While drilling operations have seen the most momentum and adoption in the automation space, well completion automation still proves to be mostly elusive. And simply due to the nature of technology adoption in the oil and gas space, it is unlikely full frac automation will take place overnight. Instead, microevolutions are occurring along the way, ones that in and of themselves may only solve a single completion challenge, but from a macro perspective serve as a brick in the wall.

Jon Walters, vice president of advanced analytics, controls and digital with National Oilwell Varco (NOV), explained that taking a holistic approach to designing a well’s life cycle could serve to enable more automation abilities in the completions space.

“When you’re talking about frac efficiencies, we assume those completions are contained within the completions world,” he said. “But are there decisions made during the drilling process that also have an impact on the completion process? As we develop our internal data aggregation platforms and our comple­tions portfolios, we look to see if there are any overall holistic efficiencies that we can begin to stitch together.”

Walters said one of the processes most readily adaptable to machine learning automation and that can offer the most immediate tangible return is condition-based monitoring, which he called the “Holy Grail” of machine learning.

“When a failure of a valve or seat happens, we can come back with terabytes of data, and our scientists can identify the failures and expand the amount of time before the failure so that we can collect those data,” he said. “That’s where we’re investing a lot of our machine learning resources and data science resources.”

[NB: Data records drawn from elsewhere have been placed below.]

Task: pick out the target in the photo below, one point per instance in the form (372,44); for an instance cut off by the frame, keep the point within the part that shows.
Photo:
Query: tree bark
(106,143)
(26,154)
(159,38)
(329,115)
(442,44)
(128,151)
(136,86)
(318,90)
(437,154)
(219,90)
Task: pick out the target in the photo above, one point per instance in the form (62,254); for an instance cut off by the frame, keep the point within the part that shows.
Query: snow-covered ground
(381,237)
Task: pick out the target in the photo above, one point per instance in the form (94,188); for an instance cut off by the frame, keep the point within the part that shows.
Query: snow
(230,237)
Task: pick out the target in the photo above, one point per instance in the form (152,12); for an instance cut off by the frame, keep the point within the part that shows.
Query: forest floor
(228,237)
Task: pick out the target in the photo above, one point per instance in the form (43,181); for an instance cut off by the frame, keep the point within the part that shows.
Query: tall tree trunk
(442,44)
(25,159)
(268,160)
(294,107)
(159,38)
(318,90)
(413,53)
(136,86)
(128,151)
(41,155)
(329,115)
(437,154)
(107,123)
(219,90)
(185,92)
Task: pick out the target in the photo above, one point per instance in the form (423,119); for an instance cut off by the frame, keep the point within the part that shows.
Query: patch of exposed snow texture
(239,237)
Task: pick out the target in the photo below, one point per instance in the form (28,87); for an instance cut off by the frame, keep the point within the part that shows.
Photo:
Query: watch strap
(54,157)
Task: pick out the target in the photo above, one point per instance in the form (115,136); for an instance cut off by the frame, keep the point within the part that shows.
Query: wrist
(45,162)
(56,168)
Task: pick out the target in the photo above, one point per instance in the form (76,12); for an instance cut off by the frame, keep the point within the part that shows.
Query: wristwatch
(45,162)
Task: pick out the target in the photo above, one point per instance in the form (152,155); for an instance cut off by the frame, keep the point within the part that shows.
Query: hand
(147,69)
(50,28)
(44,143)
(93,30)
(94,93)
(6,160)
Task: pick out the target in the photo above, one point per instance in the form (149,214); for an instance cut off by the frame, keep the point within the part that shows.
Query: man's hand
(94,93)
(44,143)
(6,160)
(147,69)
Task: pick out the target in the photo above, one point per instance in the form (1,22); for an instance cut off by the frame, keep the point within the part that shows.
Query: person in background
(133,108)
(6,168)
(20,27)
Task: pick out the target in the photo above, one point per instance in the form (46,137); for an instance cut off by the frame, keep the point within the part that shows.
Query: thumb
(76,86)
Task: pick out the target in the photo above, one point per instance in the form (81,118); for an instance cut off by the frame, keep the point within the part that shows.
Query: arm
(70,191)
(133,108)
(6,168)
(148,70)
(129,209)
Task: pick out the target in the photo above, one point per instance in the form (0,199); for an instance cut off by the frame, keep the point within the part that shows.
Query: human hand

The Achilles heel for frac jobs and completions is nonproductive time (NPT), whether it be caused by operational inefficiencies or equipment failure. The management of equipment health can ultimately save a company millions, as NexTier’s Henkes said.

“Every piece of equipment that we have in the field right now on frac, wireline and pumpdown is trans­mitting real-time data,” he said. “We have equipment specialists, engineers and maintenance personnel with a lot of experience who monitor this information. We built an automated alerting system that notifies our equipment health technicians in our NexHub.”

Since NexTier implemented its NexHub alert system, the company has recorded more than $6 million in savings.

(Source: NexTier)
NexTier’s NexHub serves as a data application and analysis that uses artificial intelligence and predictive measures to optimize preventative maintenance and servicing of equipment. (Source: NexTier

Any step along the automation path begins with data collection, and the proper application of those data. In the most tangible way, data collec­tion can help keep people off the well site, Walters said. Instead, they can be located more safely in an office environment where they are then provided with actionable information from data collected minutes prior, whereas in the past those same data could be days or even weeks old.

Scott Hall, NOV product line manager, added that data gathered during the early portions of the well’s planning and construction—such as geosteer­ing data, drilling information like ROP and gamma data—can all be merged and applied to optimize the frac and completions job.

“There is so much complexity in an automated frac job,” Walters said. “There are parts of that we are focusing on. We are trying to boil it down to today, tomorrow and not necessarily the future. The chal­lenges our customers have today are different than they were six months ago and 12 months ago.”